Metadata-Version: 2.4
Name: charsplit-fst
Version: 0.1.3
Classifier: Programming Language :: Rust
Classifier: Programming Language :: Python :: 3
Classifier: License :: OSI Approved :: MIT License
Classifier: License :: OSI Approved :: Apache Software License
License-File: LICENSE-APACHE-2.0
License-File: LICENSE-MIT
Summary: German compound word splitter using Rust + FST
License-Expression: MIT OR Apache-2.0
Requires-Python: >=3.12
Description-Content-Type: text/markdown; charset=UTF-8; variant=GFM
Project-URL: Homepage, https://github.com/steadfastgaze/charsplit-fst
Project-URL: Repository, https://github.com/steadfastgaze/charsplit-fst

# charsplit-fst

A memory-efficient Rust port of the CharSplit algorithm for German compound splitting, using Finite State Transducers (FST).

## Overview

Charsplit-fst implements the CharSplit algorithm for splitting German compound words into their component parts.
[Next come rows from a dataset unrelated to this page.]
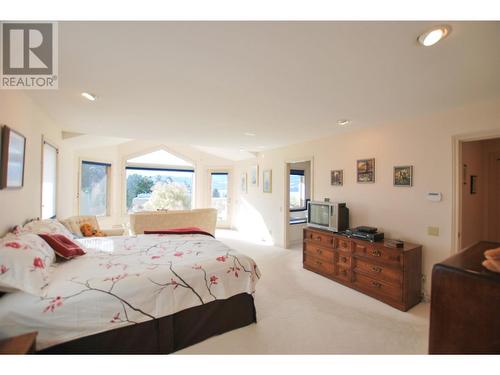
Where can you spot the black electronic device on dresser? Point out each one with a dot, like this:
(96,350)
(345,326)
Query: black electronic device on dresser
(389,272)
(364,233)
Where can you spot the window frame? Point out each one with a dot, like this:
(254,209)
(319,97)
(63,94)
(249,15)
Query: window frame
(149,167)
(109,192)
(297,172)
(53,145)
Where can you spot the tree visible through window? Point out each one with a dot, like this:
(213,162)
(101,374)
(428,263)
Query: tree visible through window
(154,182)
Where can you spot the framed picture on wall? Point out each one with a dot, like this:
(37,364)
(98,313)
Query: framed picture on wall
(403,176)
(12,159)
(337,177)
(365,169)
(267,181)
(254,175)
(244,186)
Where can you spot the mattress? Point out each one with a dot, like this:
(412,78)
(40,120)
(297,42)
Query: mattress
(128,280)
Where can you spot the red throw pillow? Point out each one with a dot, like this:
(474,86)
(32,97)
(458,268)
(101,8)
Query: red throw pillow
(62,245)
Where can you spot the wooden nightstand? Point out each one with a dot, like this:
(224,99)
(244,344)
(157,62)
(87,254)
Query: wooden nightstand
(22,344)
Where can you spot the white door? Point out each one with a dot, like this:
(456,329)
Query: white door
(220,196)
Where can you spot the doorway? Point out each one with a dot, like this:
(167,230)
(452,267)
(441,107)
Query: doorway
(220,196)
(298,193)
(480,192)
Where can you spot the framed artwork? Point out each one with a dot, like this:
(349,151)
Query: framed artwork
(254,175)
(244,186)
(473,184)
(366,170)
(403,176)
(267,181)
(12,159)
(337,177)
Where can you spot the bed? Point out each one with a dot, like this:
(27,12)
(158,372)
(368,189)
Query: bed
(152,293)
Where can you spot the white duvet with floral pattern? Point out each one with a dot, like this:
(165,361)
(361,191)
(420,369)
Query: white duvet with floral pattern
(127,280)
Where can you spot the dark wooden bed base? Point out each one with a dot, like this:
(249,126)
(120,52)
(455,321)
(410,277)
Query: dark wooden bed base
(168,334)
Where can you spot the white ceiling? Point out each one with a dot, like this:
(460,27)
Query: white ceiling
(206,83)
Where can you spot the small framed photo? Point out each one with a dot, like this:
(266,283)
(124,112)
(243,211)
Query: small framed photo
(473,184)
(365,170)
(267,181)
(244,186)
(337,177)
(403,176)
(254,175)
(12,159)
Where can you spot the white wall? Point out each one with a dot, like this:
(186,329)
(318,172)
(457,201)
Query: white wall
(20,113)
(404,213)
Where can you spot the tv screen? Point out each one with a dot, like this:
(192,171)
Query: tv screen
(319,214)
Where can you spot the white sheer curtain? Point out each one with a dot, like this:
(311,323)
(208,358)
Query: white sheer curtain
(49,181)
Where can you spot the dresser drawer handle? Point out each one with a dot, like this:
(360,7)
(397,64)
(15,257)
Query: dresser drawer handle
(376,284)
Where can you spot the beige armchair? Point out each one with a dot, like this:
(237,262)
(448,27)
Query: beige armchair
(75,222)
(203,218)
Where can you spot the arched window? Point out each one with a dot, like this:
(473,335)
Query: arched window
(159,180)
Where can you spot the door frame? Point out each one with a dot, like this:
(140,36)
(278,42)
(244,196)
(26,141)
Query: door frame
(286,192)
(457,186)
(229,171)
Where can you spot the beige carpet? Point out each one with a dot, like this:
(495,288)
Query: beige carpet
(299,312)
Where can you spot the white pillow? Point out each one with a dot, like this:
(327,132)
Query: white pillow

It achieves 89% memory reduction compared to the original Python implementation by using Finite State Transducer (FST) data structures.

Based on CharSplit by Don Tuggener: https://github.com/dtuggener/CharSplit

## Features

- 51% smaller data files: 39 MB JSON → 18.2 MB FST
- 89% lower memory usage: 19.6 MB vs 180 MB runtime
- UTF-8 safe: Proper character-based indexing for German Unicode characters
- Python bindings via PyO3
- [WebAssembly demo](https://steadfastgaze.github.io/charsplit-fst/) for browser-based usage
- CLI tool for batch processing

## Installation

### Python

Available on [PyPI](https://pypi.org/project/charsplit-fst/).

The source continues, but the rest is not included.